O PS também dedica capítulo próprio ao desporto e elenca onze medidas com a intenção de atingir dois objectivos estratégicos principais: “afirmar Portugal no contexto desportivo internacional” e “colocar o país no lote das quinze nações europeias com cidadãos fisicamente mais ativos na próxima década”. Concretamente, o Partido Socialista quer promover o Desporto Escolar e o desporto em todas as faixas etárias, melhorar “os Programas de Preparação Olímpica e Paralímpica”, impulsionar programas que “identifiquem e garantam a retenção de talentos”, quer consagrar “apoio estrutural à carreira dupla”, ou seja, para que se possa conciliar um percurso académico com um percurso desportivo, contribuir para a integração dos atletas na sociedade depois do fim da carreira e “continuar o combate” ao racismo, xenofobia e também “à dopagem, à manipulação de resultados ou qualquer outra forma de perverter a verdade desportiva”.

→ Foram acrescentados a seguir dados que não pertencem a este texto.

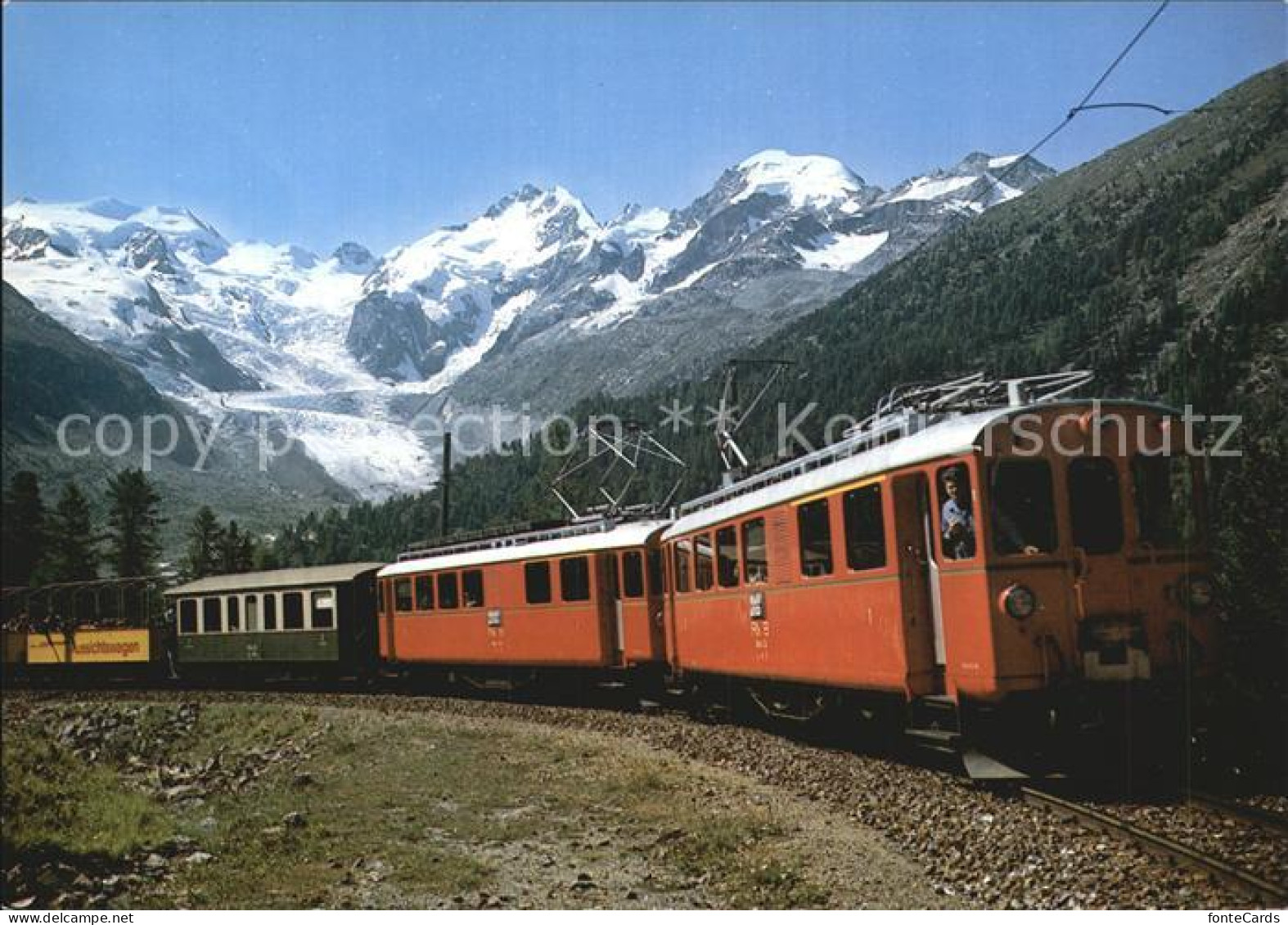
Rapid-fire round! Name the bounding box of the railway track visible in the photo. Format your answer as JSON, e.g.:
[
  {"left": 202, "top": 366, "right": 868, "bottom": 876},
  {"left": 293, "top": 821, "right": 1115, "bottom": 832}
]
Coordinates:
[
  {"left": 5, "top": 685, "right": 1288, "bottom": 909},
  {"left": 1185, "top": 790, "right": 1288, "bottom": 836},
  {"left": 1020, "top": 786, "right": 1288, "bottom": 905}
]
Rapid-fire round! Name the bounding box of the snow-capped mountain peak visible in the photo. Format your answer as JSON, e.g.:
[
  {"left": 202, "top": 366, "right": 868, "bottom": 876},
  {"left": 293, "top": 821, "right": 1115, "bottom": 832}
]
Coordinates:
[
  {"left": 730, "top": 149, "right": 866, "bottom": 209},
  {"left": 4, "top": 149, "right": 1051, "bottom": 494}
]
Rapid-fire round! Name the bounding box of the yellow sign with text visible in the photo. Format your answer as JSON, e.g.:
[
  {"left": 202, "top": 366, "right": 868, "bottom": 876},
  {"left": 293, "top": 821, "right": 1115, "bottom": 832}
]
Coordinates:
[{"left": 27, "top": 629, "right": 152, "bottom": 665}]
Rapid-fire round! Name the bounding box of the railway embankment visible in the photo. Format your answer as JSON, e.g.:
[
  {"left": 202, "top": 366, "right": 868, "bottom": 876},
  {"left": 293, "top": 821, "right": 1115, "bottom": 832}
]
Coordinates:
[{"left": 2, "top": 692, "right": 960, "bottom": 909}]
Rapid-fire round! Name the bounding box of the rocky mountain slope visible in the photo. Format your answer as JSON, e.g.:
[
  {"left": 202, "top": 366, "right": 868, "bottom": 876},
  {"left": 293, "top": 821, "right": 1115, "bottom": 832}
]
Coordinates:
[{"left": 4, "top": 150, "right": 1051, "bottom": 496}]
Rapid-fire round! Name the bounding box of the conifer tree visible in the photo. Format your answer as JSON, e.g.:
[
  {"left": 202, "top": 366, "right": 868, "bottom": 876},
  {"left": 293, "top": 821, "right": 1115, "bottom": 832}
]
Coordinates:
[
  {"left": 47, "top": 481, "right": 99, "bottom": 581},
  {"left": 107, "top": 469, "right": 164, "bottom": 577},
  {"left": 184, "top": 505, "right": 224, "bottom": 579},
  {"left": 0, "top": 471, "right": 47, "bottom": 588}
]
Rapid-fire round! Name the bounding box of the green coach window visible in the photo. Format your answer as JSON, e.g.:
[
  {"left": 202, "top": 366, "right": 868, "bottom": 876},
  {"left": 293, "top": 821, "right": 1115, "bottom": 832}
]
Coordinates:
[
  {"left": 282, "top": 590, "right": 304, "bottom": 629},
  {"left": 310, "top": 588, "right": 335, "bottom": 629}
]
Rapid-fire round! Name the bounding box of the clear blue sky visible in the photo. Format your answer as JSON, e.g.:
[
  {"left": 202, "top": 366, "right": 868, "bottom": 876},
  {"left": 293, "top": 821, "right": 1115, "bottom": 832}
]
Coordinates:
[{"left": 2, "top": 0, "right": 1288, "bottom": 252}]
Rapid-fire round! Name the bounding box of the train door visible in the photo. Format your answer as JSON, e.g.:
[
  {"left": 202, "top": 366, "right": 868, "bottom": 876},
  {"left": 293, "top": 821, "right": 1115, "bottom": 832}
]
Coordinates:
[
  {"left": 1065, "top": 456, "right": 1151, "bottom": 680},
  {"left": 893, "top": 472, "right": 944, "bottom": 694},
  {"left": 599, "top": 552, "right": 626, "bottom": 665}
]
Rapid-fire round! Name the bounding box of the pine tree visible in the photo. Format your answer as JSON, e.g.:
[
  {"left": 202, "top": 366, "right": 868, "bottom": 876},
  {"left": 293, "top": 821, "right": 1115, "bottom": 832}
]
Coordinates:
[
  {"left": 219, "top": 519, "right": 255, "bottom": 575},
  {"left": 107, "top": 469, "right": 164, "bottom": 577},
  {"left": 0, "top": 471, "right": 47, "bottom": 588},
  {"left": 184, "top": 505, "right": 224, "bottom": 579},
  {"left": 47, "top": 481, "right": 99, "bottom": 581}
]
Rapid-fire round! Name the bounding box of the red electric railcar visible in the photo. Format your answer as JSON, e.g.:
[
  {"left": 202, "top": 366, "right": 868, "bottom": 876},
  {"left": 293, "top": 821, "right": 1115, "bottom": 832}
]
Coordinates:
[
  {"left": 664, "top": 402, "right": 1214, "bottom": 761},
  {"left": 379, "top": 519, "right": 666, "bottom": 680}
]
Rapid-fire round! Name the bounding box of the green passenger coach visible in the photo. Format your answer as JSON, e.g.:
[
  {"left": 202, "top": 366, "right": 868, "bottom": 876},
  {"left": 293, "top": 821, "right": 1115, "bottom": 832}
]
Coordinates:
[{"left": 166, "top": 562, "right": 381, "bottom": 676}]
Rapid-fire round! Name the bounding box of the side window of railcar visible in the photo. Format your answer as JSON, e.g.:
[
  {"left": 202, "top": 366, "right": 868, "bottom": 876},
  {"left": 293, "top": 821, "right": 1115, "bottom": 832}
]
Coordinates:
[
  {"left": 716, "top": 526, "right": 738, "bottom": 588},
  {"left": 394, "top": 577, "right": 412, "bottom": 611},
  {"left": 461, "top": 568, "right": 483, "bottom": 607},
  {"left": 1069, "top": 456, "right": 1124, "bottom": 556},
  {"left": 179, "top": 597, "right": 197, "bottom": 633},
  {"left": 559, "top": 556, "right": 590, "bottom": 601},
  {"left": 309, "top": 589, "right": 335, "bottom": 629},
  {"left": 523, "top": 562, "right": 550, "bottom": 604},
  {"left": 673, "top": 539, "right": 693, "bottom": 593},
  {"left": 841, "top": 485, "right": 886, "bottom": 571},
  {"left": 282, "top": 590, "right": 304, "bottom": 629},
  {"left": 796, "top": 498, "right": 832, "bottom": 577},
  {"left": 648, "top": 550, "right": 666, "bottom": 595},
  {"left": 438, "top": 571, "right": 461, "bottom": 610},
  {"left": 989, "top": 460, "right": 1056, "bottom": 556},
  {"left": 416, "top": 575, "right": 434, "bottom": 610},
  {"left": 201, "top": 597, "right": 224, "bottom": 633},
  {"left": 693, "top": 532, "right": 715, "bottom": 590},
  {"left": 936, "top": 465, "right": 976, "bottom": 559},
  {"left": 622, "top": 550, "right": 644, "bottom": 597},
  {"left": 742, "top": 517, "right": 769, "bottom": 584},
  {"left": 1131, "top": 453, "right": 1196, "bottom": 548},
  {"left": 600, "top": 552, "right": 622, "bottom": 601}
]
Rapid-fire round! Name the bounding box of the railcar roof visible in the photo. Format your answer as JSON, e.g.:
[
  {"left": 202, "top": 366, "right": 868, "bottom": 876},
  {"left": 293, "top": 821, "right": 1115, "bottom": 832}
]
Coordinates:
[
  {"left": 166, "top": 562, "right": 384, "bottom": 597},
  {"left": 380, "top": 519, "right": 669, "bottom": 577},
  {"left": 662, "top": 399, "right": 1174, "bottom": 539}
]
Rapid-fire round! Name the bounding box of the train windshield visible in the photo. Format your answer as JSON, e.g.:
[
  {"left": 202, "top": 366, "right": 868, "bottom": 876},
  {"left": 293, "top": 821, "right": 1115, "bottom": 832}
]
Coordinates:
[
  {"left": 989, "top": 460, "right": 1056, "bottom": 556},
  {"left": 1069, "top": 456, "right": 1124, "bottom": 556},
  {"left": 1131, "top": 453, "right": 1196, "bottom": 548}
]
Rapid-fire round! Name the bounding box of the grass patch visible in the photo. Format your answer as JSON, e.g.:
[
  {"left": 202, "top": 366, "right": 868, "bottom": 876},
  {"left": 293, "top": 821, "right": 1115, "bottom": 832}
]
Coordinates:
[{"left": 2, "top": 728, "right": 175, "bottom": 860}]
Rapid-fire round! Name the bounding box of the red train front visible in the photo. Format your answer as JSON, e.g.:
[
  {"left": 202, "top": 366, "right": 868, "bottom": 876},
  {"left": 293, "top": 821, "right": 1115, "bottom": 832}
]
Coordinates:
[{"left": 664, "top": 378, "right": 1214, "bottom": 771}]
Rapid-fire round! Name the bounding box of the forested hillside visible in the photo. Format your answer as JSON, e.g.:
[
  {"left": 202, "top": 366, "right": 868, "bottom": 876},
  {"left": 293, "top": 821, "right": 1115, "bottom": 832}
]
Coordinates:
[{"left": 266, "top": 65, "right": 1288, "bottom": 658}]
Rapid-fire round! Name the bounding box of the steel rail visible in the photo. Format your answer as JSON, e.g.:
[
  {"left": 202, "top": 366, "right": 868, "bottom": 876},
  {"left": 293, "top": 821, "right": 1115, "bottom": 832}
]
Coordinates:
[
  {"left": 1185, "top": 790, "right": 1288, "bottom": 833},
  {"left": 1020, "top": 788, "right": 1288, "bottom": 905}
]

O Livre não abre espaço particular para a discussão do desporto, mas insere o desporto em dois eixos norteadores do seu programa político. Para o partido, o desporto cabe no capítulo dedicado à Habitação e Espaço Público e também no capítulo da Saúde. Para combater a segregação urbana, entende que se deve optar por uma “ação integrada que dá prioridade à consolidação urbana e melhoria de áreas já ocupadas mas desestruturadas” de forma a completar a oferta de serviços disponíveis, nomeadamente através de campos desportivos. Em paralelo, quer “promover a saúde e prevenir a doença” e um dos caminhos para o conseguir é “promovendo a prática da atividade física e desportiva em todas as idades, reforçando nas escolas a importância da disciplina de Educação Física e o Desporto Escolar”.

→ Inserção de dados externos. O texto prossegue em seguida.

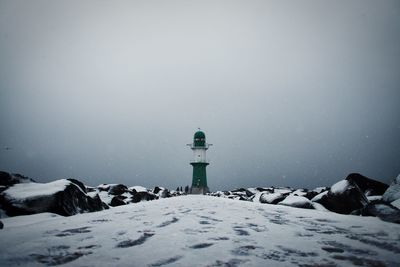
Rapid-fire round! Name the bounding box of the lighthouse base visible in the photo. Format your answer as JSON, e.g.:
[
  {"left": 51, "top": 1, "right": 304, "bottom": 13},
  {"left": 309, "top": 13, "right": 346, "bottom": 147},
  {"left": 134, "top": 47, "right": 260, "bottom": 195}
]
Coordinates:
[{"left": 190, "top": 186, "right": 210, "bottom": 195}]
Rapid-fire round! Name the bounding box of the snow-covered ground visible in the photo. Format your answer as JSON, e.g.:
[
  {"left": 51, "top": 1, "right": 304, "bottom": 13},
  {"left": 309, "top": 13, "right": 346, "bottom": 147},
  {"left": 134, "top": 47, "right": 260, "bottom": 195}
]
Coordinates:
[{"left": 0, "top": 195, "right": 400, "bottom": 267}]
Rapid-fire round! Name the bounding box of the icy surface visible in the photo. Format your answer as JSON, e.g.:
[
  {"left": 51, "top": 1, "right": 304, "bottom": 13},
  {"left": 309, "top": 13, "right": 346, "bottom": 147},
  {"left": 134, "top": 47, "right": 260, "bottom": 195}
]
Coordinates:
[
  {"left": 0, "top": 196, "right": 400, "bottom": 267},
  {"left": 4, "top": 179, "right": 71, "bottom": 200},
  {"left": 331, "top": 180, "right": 349, "bottom": 194}
]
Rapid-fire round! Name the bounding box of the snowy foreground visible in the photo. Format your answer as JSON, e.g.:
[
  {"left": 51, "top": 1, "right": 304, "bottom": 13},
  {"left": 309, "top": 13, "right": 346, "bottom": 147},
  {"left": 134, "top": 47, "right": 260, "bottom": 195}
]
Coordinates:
[{"left": 0, "top": 195, "right": 400, "bottom": 267}]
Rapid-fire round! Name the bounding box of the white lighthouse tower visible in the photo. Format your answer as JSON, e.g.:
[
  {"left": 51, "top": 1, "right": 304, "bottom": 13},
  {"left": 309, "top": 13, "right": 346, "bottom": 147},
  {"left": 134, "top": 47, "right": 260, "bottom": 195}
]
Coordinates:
[{"left": 188, "top": 129, "right": 212, "bottom": 194}]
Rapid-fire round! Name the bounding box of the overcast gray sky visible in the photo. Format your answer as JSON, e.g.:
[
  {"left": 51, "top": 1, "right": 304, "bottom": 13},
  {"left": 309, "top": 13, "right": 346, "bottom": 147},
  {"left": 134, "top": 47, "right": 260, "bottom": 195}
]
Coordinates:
[{"left": 0, "top": 0, "right": 400, "bottom": 190}]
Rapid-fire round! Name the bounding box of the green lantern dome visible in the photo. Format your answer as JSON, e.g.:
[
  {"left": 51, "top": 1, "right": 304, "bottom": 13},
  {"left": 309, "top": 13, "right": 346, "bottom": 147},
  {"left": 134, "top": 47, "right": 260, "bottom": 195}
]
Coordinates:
[{"left": 193, "top": 131, "right": 206, "bottom": 146}]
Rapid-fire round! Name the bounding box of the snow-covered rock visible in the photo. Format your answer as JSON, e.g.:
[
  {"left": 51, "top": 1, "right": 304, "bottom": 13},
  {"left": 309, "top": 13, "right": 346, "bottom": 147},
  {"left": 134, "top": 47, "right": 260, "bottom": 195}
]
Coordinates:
[
  {"left": 278, "top": 195, "right": 314, "bottom": 209},
  {"left": 346, "top": 173, "right": 389, "bottom": 196},
  {"left": 382, "top": 174, "right": 400, "bottom": 203},
  {"left": 0, "top": 179, "right": 104, "bottom": 216},
  {"left": 352, "top": 200, "right": 400, "bottom": 223},
  {"left": 128, "top": 185, "right": 149, "bottom": 192},
  {"left": 260, "top": 193, "right": 287, "bottom": 204},
  {"left": 390, "top": 198, "right": 400, "bottom": 209},
  {"left": 152, "top": 186, "right": 171, "bottom": 198},
  {"left": 0, "top": 195, "right": 400, "bottom": 267},
  {"left": 0, "top": 171, "right": 35, "bottom": 187},
  {"left": 312, "top": 180, "right": 368, "bottom": 214}
]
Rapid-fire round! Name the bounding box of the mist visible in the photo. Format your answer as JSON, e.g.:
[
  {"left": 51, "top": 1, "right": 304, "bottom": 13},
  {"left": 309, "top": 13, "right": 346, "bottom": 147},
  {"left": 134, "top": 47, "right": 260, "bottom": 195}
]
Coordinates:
[{"left": 0, "top": 0, "right": 400, "bottom": 190}]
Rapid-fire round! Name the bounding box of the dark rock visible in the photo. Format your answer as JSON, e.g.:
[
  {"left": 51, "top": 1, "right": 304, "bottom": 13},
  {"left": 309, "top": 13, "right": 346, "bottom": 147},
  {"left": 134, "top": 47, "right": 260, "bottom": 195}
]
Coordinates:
[
  {"left": 132, "top": 192, "right": 157, "bottom": 203},
  {"left": 260, "top": 193, "right": 288, "bottom": 204},
  {"left": 256, "top": 187, "right": 274, "bottom": 193},
  {"left": 278, "top": 195, "right": 314, "bottom": 209},
  {"left": 0, "top": 171, "right": 35, "bottom": 186},
  {"left": 352, "top": 200, "right": 400, "bottom": 223},
  {"left": 153, "top": 186, "right": 164, "bottom": 194},
  {"left": 110, "top": 196, "right": 126, "bottom": 207},
  {"left": 0, "top": 180, "right": 104, "bottom": 216},
  {"left": 312, "top": 180, "right": 368, "bottom": 214},
  {"left": 108, "top": 184, "right": 128, "bottom": 196},
  {"left": 97, "top": 184, "right": 110, "bottom": 192},
  {"left": 304, "top": 191, "right": 318, "bottom": 200},
  {"left": 85, "top": 185, "right": 96, "bottom": 192},
  {"left": 382, "top": 175, "right": 400, "bottom": 202},
  {"left": 67, "top": 178, "right": 87, "bottom": 193},
  {"left": 346, "top": 173, "right": 389, "bottom": 196},
  {"left": 153, "top": 186, "right": 171, "bottom": 198}
]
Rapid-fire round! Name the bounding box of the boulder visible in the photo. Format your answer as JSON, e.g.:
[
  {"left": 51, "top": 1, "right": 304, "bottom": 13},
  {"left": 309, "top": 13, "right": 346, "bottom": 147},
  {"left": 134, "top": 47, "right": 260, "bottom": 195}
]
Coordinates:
[
  {"left": 108, "top": 184, "right": 128, "bottom": 196},
  {"left": 0, "top": 171, "right": 35, "bottom": 186},
  {"left": 67, "top": 178, "right": 87, "bottom": 193},
  {"left": 352, "top": 200, "right": 400, "bottom": 223},
  {"left": 110, "top": 196, "right": 126, "bottom": 207},
  {"left": 0, "top": 179, "right": 104, "bottom": 216},
  {"left": 278, "top": 195, "right": 314, "bottom": 209},
  {"left": 311, "top": 180, "right": 368, "bottom": 214},
  {"left": 153, "top": 186, "right": 171, "bottom": 198},
  {"left": 346, "top": 173, "right": 389, "bottom": 196},
  {"left": 382, "top": 174, "right": 400, "bottom": 203},
  {"left": 260, "top": 193, "right": 287, "bottom": 204},
  {"left": 131, "top": 191, "right": 157, "bottom": 203},
  {"left": 390, "top": 198, "right": 400, "bottom": 209},
  {"left": 256, "top": 187, "right": 274, "bottom": 193}
]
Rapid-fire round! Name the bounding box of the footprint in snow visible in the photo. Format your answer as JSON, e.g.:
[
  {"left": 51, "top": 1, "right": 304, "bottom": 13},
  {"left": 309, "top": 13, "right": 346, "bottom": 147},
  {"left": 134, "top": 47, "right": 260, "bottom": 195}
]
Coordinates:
[
  {"left": 29, "top": 246, "right": 92, "bottom": 266},
  {"left": 157, "top": 217, "right": 179, "bottom": 228},
  {"left": 189, "top": 243, "right": 214, "bottom": 249},
  {"left": 149, "top": 255, "right": 183, "bottom": 267},
  {"left": 56, "top": 226, "right": 91, "bottom": 237},
  {"left": 116, "top": 233, "right": 154, "bottom": 248}
]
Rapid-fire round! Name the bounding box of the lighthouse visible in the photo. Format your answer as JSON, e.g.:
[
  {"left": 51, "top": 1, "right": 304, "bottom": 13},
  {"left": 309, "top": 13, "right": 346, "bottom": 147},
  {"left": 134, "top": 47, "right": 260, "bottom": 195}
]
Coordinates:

Os restantes partidos políticos com assento parlamentar na última legislatura pouca ou nenhuma preocupação política demonstram ter com o desporto. No compromisso eleitoral do CDS, o desporto é mencionado no capítulo dedicado à educação. O partido refere “valorizar o desporto na atividade escolar pela sua importância no desenvolvimento pessoal e na saúde pública” e “reforçar verbas para o desporto de alto rendimento”, mas não apresenta nenhuma medida concreta em nenhum dos sentidos. O partido político Chega incluí o desporto no seu programa político para reclamar a autonomia das instituições. O programa eleitoral da Iniciativa Liberal tem 614 páginas e menciona a palavra “desporto” apenas três vezes, mas nenhuma afunilada ao tópico. Também as menções do PSD ao desporto são laterais e incidem sobre o envelhecimento ativo e da garantia ao nível do transporte.

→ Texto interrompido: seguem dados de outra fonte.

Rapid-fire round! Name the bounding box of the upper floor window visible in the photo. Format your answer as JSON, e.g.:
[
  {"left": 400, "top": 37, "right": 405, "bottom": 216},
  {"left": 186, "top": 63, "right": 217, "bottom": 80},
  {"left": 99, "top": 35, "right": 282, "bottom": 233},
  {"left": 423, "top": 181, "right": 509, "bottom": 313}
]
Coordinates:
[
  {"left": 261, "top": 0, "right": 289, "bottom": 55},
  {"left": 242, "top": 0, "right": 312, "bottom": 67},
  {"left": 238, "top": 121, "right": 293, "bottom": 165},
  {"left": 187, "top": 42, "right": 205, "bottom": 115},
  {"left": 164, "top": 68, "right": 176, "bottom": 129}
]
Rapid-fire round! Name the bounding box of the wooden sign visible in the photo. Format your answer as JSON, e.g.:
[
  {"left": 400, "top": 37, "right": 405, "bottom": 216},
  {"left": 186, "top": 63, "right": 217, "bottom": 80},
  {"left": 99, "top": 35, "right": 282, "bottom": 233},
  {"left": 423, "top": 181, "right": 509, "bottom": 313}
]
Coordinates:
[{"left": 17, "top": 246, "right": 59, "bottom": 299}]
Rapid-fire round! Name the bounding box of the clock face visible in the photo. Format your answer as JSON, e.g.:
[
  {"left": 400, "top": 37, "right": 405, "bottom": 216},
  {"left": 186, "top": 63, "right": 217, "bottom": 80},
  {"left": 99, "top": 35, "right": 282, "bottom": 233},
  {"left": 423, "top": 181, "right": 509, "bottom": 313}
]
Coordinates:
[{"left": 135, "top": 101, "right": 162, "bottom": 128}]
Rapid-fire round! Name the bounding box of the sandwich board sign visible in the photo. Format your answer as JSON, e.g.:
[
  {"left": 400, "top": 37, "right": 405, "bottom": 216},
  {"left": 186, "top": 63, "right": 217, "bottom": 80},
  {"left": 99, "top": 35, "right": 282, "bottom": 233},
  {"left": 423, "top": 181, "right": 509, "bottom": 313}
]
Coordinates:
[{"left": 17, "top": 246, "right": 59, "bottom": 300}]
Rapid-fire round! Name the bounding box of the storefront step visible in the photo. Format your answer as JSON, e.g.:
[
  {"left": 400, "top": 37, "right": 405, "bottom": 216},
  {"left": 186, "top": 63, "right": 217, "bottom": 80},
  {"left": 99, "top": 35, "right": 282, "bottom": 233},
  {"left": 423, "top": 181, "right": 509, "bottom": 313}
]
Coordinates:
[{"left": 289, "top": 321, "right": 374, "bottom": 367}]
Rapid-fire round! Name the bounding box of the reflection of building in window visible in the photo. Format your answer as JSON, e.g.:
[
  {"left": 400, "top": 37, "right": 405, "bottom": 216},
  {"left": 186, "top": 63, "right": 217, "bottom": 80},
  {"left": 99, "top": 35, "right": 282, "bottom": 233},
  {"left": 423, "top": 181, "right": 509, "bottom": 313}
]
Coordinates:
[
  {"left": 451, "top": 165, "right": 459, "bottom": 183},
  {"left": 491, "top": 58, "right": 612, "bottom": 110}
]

Num país envelhecido e que não se faz conhecer pela prática regular de exercício físico e cujos clubes associativos e de base vivem em permanentes dificuldades e num país que vive o desporto no singular – com o futebol – ao invés do plural, os eleitores e os cidadãos devem exigir mais aos seus representantes políticos, e o desporto deve ser tópico incontornável nas discussões futuras.